Pinokyo’nun Burnu

Sabah nefis kızarmış ekmek kokusu, üzerinde dumanı ile yeni demlenmiş çay ve sevgiliniz ile birlikte kahvaltı masasındasınız. Bol koşturmalı bir güne başlamadan önce biraz sohbet etmek iyi gelir hevesiyle elindeki telefonu ile oyalanan sevgilinize pek de düşünmeden soruyorsunuz “Nerelerde geziniyorsun?” Gelen cevap müthiş “Facebook’dayım, eski kız arkadaşımın son tatil fotoğraflarına bakıyorum. Acaba ayrılmasaydık nasıl olurdu diye düşünüyorum.”

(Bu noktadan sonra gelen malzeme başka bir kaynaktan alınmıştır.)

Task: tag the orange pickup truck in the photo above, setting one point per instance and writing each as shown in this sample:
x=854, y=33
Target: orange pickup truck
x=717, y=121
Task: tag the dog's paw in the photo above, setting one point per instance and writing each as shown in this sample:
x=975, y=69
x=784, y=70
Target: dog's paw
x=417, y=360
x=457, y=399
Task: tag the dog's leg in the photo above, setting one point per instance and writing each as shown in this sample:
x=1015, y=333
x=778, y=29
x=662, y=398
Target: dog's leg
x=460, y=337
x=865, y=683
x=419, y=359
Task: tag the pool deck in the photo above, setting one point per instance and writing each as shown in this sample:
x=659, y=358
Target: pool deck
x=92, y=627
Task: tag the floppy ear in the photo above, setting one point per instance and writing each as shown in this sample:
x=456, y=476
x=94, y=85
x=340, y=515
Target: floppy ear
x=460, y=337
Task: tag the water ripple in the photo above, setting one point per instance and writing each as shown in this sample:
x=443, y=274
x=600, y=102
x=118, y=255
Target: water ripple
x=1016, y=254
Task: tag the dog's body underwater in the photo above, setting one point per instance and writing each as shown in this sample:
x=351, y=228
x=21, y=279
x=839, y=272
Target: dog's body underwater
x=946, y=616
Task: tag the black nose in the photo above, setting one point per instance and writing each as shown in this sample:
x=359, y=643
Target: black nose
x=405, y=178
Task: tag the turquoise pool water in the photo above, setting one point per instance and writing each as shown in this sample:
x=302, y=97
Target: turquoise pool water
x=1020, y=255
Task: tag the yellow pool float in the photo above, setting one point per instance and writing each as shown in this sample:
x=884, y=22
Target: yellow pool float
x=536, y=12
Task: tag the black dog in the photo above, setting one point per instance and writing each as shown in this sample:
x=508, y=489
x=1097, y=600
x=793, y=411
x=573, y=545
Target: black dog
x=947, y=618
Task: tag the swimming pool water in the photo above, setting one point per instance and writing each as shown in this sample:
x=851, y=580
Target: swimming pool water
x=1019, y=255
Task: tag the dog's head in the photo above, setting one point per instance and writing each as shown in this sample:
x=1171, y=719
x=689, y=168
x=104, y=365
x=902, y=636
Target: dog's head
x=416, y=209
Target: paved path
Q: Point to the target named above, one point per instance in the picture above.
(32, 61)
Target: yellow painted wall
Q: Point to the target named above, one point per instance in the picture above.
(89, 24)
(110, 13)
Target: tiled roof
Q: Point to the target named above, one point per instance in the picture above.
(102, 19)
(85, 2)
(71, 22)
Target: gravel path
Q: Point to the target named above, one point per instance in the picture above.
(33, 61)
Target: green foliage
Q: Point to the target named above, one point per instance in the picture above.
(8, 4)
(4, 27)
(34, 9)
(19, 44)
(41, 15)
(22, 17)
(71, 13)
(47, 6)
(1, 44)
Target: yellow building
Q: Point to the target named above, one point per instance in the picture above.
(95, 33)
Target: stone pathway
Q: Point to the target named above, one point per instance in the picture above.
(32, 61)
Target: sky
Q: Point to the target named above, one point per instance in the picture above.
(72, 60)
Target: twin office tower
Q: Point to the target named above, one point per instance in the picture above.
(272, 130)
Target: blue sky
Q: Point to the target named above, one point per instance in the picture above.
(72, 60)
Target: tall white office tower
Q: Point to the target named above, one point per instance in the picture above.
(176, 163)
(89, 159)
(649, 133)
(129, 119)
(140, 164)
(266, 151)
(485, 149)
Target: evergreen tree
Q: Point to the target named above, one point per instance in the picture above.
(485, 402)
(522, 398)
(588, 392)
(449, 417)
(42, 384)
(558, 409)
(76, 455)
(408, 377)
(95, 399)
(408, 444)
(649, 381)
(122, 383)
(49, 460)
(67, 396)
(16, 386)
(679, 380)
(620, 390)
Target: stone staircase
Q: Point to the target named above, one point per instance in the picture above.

İşte asansörden indiniz masanıza doğru kafanız yerde ilerlerken en müdürünüz Size soruyor “Nasılsın bugün?” Hiç de istemeden ağzınızdan çıkanları hayretle duyuyorsunuz. “Aslında işten ayrılsam mı diye düşünüyorum, hatta bir kaç yere haber bile gönderdim.”
İş sonrası üniversite arkadaşlarınız ile buluşuyorsunuz. Çok yıl sonra da hala pek fit olduğunuzu bağıran halinize inat “Aaa son gördüğümden bu yana kilo aldın di mi?” cümlesini duymak hiç de iyi gelmiyor.
Jim Carey’nin “Yalancı Yalancı” filmi gerçek olsa Sizce nasıl olurdu?
Yalanı sevmiyoruz. “Yalancısın sen” nasıl ağır bir hakaret cümlesi. Yalan da söylemiyoruz desek de “nezaket”, “görgü”, “uyumlu olmak” kılıfları ile yalan söylüyoruz. Pembe, beyaz, küçük ya da büyük. Bu konuda çalışan psikologlardan Bella de Paulo’nun araştırma sonuçları ortalama bir insanın günde bir buçuk yalan söylediğini söylüyor. Artı, eksi, kocaman ya da zararsız ortada bir buçuk porsiyon yenilmesi, yutulması zor yalan var.
İşte tam bu noktada bir kaç koçluk sorusu iyi geliyor:
-Dönüp kendimize baktığımızda söylediğimiz yalanları toparladığımızda neler fark ediyoruz? Kime/ kimlere yalan söylüyoruz? Hangi sahnelerde yalan iyi bir kurtarıcı oluyor?
Ve esas soru “Yalana ihtiyaç duymamızın altında öylece yatan nedenin adı ne?”